Ever feel that your experience of the world has this texture?
An overlay of language, cluttering up everything. Even brushing one's teeth. (One of Thay's favorite meditation activities.)
Commentary. Unceasing commentary.
For me, it's sometimes brooding, a figuring-out of how I feel about something; sometimes it's chatty, interested in every little thing about life. Always, it's a drive to say something about something, to find just the right way that language can describe something.
I would like to find a way to direct, or at least to view, this commentary impulse so that it is useful for my writing, but not detrimental to mindfulness. Insofar as the introspective commentary adds to insight, I would like to keep it. Insofar as it is an annoying repetition of past scenes and well-rehearsed, petty opinions, then I would like to be done with it.

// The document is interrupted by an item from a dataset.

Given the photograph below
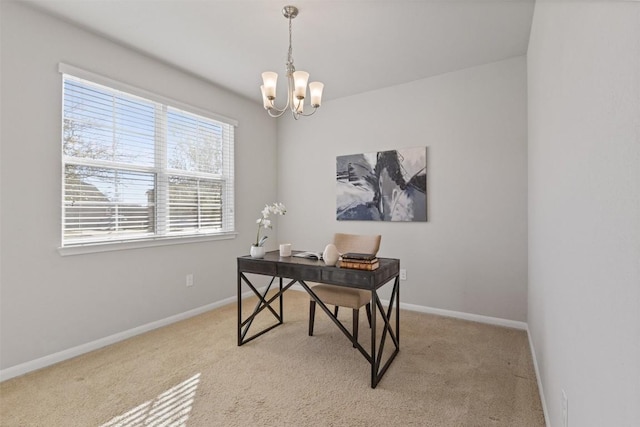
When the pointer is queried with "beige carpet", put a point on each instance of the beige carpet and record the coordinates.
(449, 372)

I know there is old, old habit energy at work here, originating in my younger years, perhaps even in past generations of my family. The habit of feeling that there was so much I could say, if only someone were listening. So much I could explain, if only someone asked. So much I could share, if only someone were curious. It is an energy that scared me at times, wondering if the flood of words, tomes' worth, might drive me mad, or if it already had. It is an energy that fires my writing and has brought me success and connection and much happiness.
There is a lot to ponder here.
Writing this out has brought me a bit of clarity about it all. Words put to skillful use, in this case. (I hope.)
My thanks to Francois-Marie Banier, whose photographs I happened upon. They touched me deeply.